The Telegraph
24 February 2003
By Charles Spencer
Photograph by Alastair Muir
Trevor Nunn is ending his tenure as director of the National Theatre with this ravishing production of Shakespeare's early comedy and I just hope he doesn't feel his own labour of love there has been equally in vain.
He has been the victim of much carping in the press, but I suspect many of us will come to regard his five-and-a-half years at the helm of Britian's flagship theatre as a golden age.
His own production of the Merchant of Venice and Gorky's Summerfolk were among the greatest shows I have seen anywhere, ever, and I have almost equally cherished memories of his cracking revivals of My Fair Lady and his current hit, Anything Goes. The National has hardly been a powerhouse of daring and innovation under his stewardship, but it has been the home of may magnificent nights of theatre.

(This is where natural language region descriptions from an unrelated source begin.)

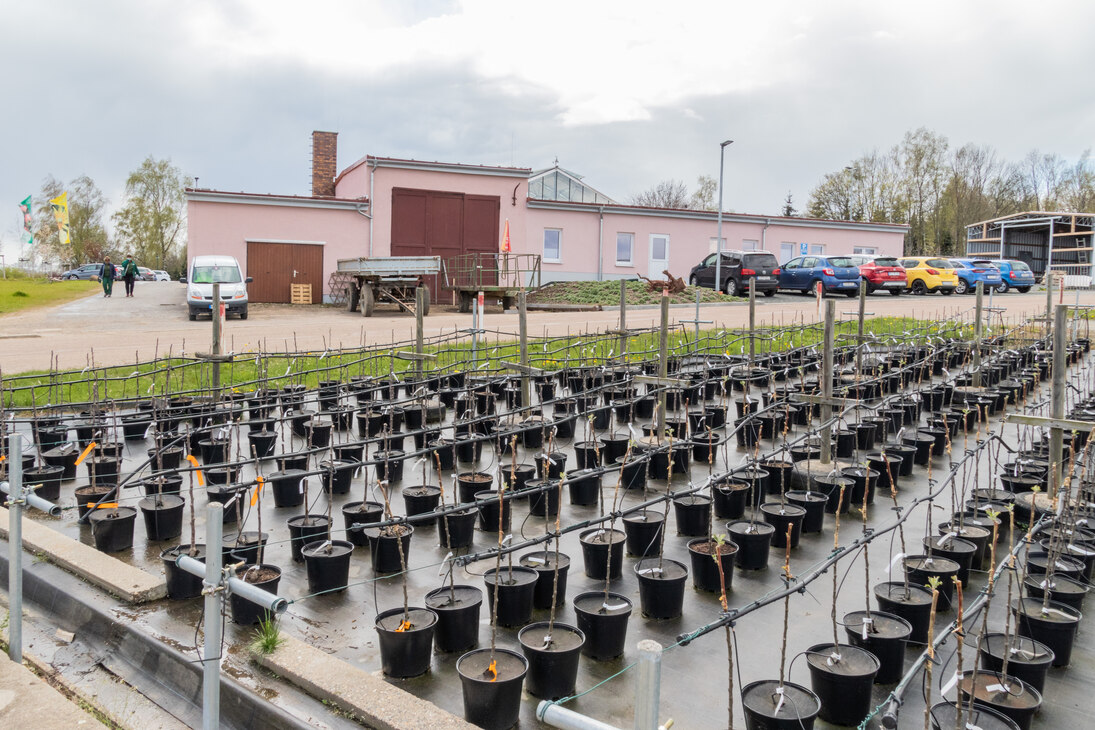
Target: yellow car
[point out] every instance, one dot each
(929, 274)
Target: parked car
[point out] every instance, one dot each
(880, 273)
(738, 270)
(837, 275)
(85, 271)
(206, 270)
(971, 270)
(930, 274)
(1014, 275)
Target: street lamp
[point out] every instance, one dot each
(718, 239)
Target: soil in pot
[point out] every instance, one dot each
(163, 517)
(384, 549)
(602, 553)
(753, 541)
(492, 698)
(263, 576)
(768, 709)
(660, 587)
(553, 658)
(327, 564)
(543, 563)
(516, 589)
(113, 529)
(704, 569)
(884, 635)
(458, 616)
(406, 640)
(842, 678)
(182, 584)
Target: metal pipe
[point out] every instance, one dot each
(15, 549)
(214, 595)
(557, 716)
(647, 685)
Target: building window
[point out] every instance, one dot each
(553, 245)
(625, 242)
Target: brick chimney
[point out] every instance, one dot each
(324, 163)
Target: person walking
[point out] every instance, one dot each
(129, 274)
(106, 276)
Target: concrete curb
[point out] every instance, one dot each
(376, 703)
(129, 583)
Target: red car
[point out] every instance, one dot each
(882, 273)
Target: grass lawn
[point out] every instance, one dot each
(18, 294)
(608, 292)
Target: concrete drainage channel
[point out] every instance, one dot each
(833, 390)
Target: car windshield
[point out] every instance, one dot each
(759, 261)
(216, 275)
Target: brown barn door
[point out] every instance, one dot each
(276, 266)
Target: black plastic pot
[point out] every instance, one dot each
(914, 606)
(458, 616)
(886, 636)
(843, 686)
(182, 584)
(643, 529)
(701, 553)
(304, 529)
(327, 564)
(405, 640)
(795, 708)
(113, 529)
(602, 553)
(753, 541)
(163, 517)
(543, 563)
(263, 576)
(492, 699)
(660, 587)
(516, 588)
(384, 545)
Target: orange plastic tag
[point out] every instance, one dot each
(85, 452)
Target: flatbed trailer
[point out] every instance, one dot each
(392, 279)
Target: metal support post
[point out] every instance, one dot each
(522, 323)
(1057, 404)
(647, 685)
(663, 360)
(978, 325)
(830, 315)
(15, 548)
(214, 598)
(216, 337)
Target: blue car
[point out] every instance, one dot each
(837, 275)
(1014, 275)
(971, 270)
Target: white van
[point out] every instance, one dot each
(233, 288)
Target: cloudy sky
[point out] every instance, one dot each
(624, 93)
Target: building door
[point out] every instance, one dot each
(276, 266)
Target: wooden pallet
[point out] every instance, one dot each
(301, 293)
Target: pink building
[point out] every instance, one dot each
(385, 207)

Love's Labours Lost is a risky choice with which to say goodbye. It is one of the most artificial of all Shakespeare's plays, full of impenetrable work play, conceit-laden poetry, and punishingly tedious clowns. When done badly, it is intolerable. Nunn, however, makes it live, and though even he and his fine cast can't make complete sense of the interminable verbal quibbling, he brilliantly captures the shocking arrival of death, which deepens and darkens this apparently trivial play in the last act.
The action begins with a deafening, bewildering First World War battle scene. This, you realise with a start, is the hero Berowne's present reality.

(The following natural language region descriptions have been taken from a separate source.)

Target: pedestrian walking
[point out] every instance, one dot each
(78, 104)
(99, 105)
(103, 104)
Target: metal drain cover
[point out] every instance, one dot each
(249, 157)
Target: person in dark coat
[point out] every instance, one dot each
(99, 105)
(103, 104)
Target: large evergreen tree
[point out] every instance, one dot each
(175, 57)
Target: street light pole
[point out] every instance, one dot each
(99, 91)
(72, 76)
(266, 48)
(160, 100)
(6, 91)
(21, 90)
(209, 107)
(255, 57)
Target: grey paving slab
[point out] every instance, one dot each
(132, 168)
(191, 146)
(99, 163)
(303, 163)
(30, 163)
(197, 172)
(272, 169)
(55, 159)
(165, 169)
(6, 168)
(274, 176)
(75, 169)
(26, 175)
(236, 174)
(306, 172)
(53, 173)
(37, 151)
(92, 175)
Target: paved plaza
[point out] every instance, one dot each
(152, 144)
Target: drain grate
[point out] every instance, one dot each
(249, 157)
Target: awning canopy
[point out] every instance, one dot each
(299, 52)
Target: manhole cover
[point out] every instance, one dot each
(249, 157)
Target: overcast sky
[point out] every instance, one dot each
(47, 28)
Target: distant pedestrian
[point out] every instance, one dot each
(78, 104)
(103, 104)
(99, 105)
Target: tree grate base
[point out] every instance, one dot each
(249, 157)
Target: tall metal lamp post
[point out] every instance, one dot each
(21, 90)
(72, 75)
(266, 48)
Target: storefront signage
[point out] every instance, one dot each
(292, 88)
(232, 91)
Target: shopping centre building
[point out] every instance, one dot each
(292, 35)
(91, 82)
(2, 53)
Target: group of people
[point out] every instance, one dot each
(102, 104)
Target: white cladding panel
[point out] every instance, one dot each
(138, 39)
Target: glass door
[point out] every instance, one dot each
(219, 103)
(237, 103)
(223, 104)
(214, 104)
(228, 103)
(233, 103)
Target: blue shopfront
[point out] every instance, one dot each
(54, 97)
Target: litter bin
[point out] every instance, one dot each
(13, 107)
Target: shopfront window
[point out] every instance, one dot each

But as the wounded, possibly dying, man lies on the battlefield, his mind flashes back to the last golden summer before the Great War, with the rest of the action set in the grounds of a great English Country house.

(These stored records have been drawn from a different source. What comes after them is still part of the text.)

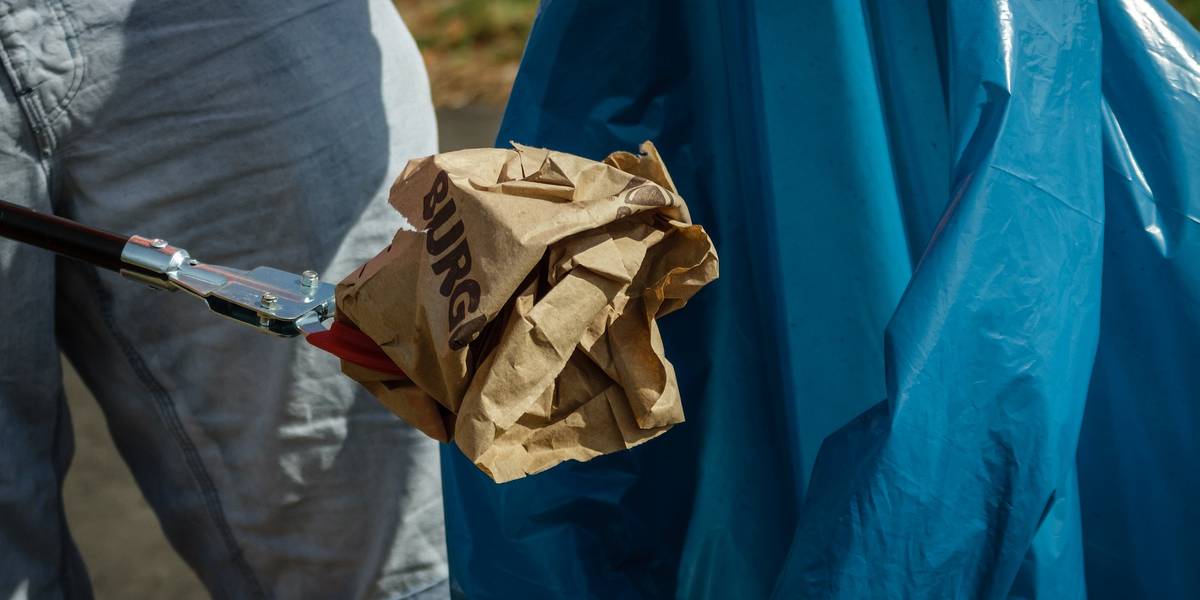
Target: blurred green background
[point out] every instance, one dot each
(472, 47)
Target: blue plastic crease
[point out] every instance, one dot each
(955, 346)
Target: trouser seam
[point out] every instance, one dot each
(175, 427)
(36, 117)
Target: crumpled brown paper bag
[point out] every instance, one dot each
(522, 303)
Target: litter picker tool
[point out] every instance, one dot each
(270, 300)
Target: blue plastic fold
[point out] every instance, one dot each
(954, 351)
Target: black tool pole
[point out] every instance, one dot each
(61, 235)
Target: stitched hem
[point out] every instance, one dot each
(174, 425)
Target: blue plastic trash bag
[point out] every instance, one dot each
(955, 348)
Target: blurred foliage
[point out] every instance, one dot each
(472, 47)
(1191, 9)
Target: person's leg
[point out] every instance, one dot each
(37, 558)
(251, 133)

At the end, following news of the death of the Princess's father, which halts the high spirits and wordy wooing and sees the dawn of a new seriousness, the action flashes forward again to the fields of Flanders. Everything we have witnessed suddenly seems like a distant dream, and we realize the truth of Berowne's perception that is it impossible "to move wild laughter in the throat of death".
It was an inspired idea to cast Joseph Fiennes as Berowne. The actor is best known for his performance in the title role of Shakespeare in Love, and if we have a self-portrait of the young Shakespeare, Berowne is surely it. He is witty, cynical, self-mocking, but with an ardour and tenderness about him too, qualities all superbly caught by Fiennes.
There's plenty of outstanding support, with a delightful comic performance from Simon Day as a silly-ass King of Navarre, from Kate Fleetwood as a vivid, teasing Rosaline, and from Robin Soans who turns the pedantic schoolmaster Holofernes into a great comic turn.
But this is above all Nunn's night, and the virtuosity with which he captures the play's comedy and its deeper feeling, while also creating ensemble scenes of pure stage poetry, is a reminder of just how much he will be missed.